Neutral expectations and historical demographic expansions of S. cirrhifer were investigated using Fu’s F and Tajima’s D tests, and mismatch distributions with the sudden expansion model. Fu’s F (−25.427; p = 0.000) and Tajima’s D (−1.708; p = 0.020) showed significant deviations from the neutral evolution model. The mismatch distributions of S. cirrhifer in Korean coastal waters appeared to be unimodal (Figure 2). Significant differences for the sums of the square deviations (pSSD<0.05) between the observed and simulated mismatch distributions indicate that the population is at equilibrium (i.e., a non-expansion phase). The goodness-of-fit test (pSSD = 0.657) did not reject the null hypothesis of sudden population expansion for S. cirrhifer populations. Thus, both the neutrality tests and the mismatch distributions indicate a recent expansion of S. cirrhifer populations.

Figure 2

Mismatch distribution constructed using pairwise differences among the mtDNA haplotypes of Stephanolepis cirrhifer. The bars are observed pairwise differences values and the open circles and solid line are the expected mismatch distributions under the sudden expansion model.

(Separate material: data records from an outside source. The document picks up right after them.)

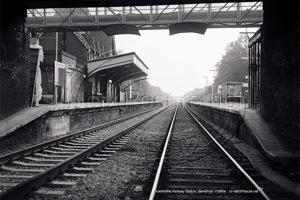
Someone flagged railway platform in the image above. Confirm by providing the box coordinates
[186,102,300,197]
[192,102,299,162]
[0,102,158,139]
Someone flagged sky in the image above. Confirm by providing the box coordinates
[115,28,258,96]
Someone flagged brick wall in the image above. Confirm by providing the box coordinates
[0,8,30,120]
[260,0,299,149]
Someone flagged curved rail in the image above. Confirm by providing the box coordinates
[149,107,270,200]
[149,107,177,200]
[185,107,271,200]
[0,105,155,165]
[0,106,169,200]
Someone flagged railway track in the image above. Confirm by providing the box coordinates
[0,107,166,200]
[118,105,270,200]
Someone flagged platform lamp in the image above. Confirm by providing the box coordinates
[209,69,216,103]
[203,76,208,101]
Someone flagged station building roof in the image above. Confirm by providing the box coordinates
[87,52,149,83]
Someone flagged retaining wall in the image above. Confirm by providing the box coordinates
[0,102,162,149]
[187,103,260,149]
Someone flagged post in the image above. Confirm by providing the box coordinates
[53,32,58,104]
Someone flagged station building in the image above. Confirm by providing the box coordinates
[30,31,148,103]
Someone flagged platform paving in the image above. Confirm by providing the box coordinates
[0,102,157,139]
[189,102,299,162]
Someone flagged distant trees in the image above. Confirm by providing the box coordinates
[214,35,248,92]
[121,78,169,101]
[184,35,248,99]
[183,88,204,101]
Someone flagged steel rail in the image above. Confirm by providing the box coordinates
[0,106,169,200]
[149,106,178,200]
[184,106,271,200]
[0,108,156,165]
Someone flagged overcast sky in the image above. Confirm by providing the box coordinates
[115,28,258,96]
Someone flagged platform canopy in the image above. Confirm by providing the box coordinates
[87,52,148,83]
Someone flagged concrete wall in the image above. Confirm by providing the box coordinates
[260,0,300,149]
[0,8,30,120]
[0,103,162,149]
[187,103,260,149]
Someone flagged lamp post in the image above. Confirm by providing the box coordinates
[209,69,216,103]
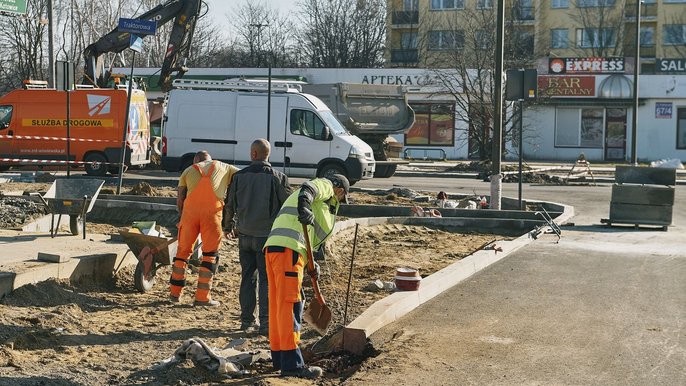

Using τ (3.436), the expansion was estimated to have occurred 51 to 102 Ma before present, which is consistent with sea level rise since the late Pleistocene glacial maximum. Rising sea level removed barriers to migration and dispersal during the period of postglacial warming, establishing potential gene flow between previously isolated populations. High levels of genetic diversity and low levels of genetic differentiation determined in the present study also support population expansion since the late Pleistocene.

In conclusion, this study found high levels of gene flow among populations of S. cirrhifer, weak but significant genetic differentiation of populations on the west coast of Korea (Yellow Sea) and pooled populations in southern and eastern Korean coastal waters. Incorporation of additional population in the Yellow Sea thus provided an increased resolution in the geographic differentiation among three groups of populations. Moreover, the genetic structures of S. cirrhifer populations indicate the presence of three geographic population groups (Yellow Sea, South Sea, and East Sea), each of which may require separate fisheries management strategies.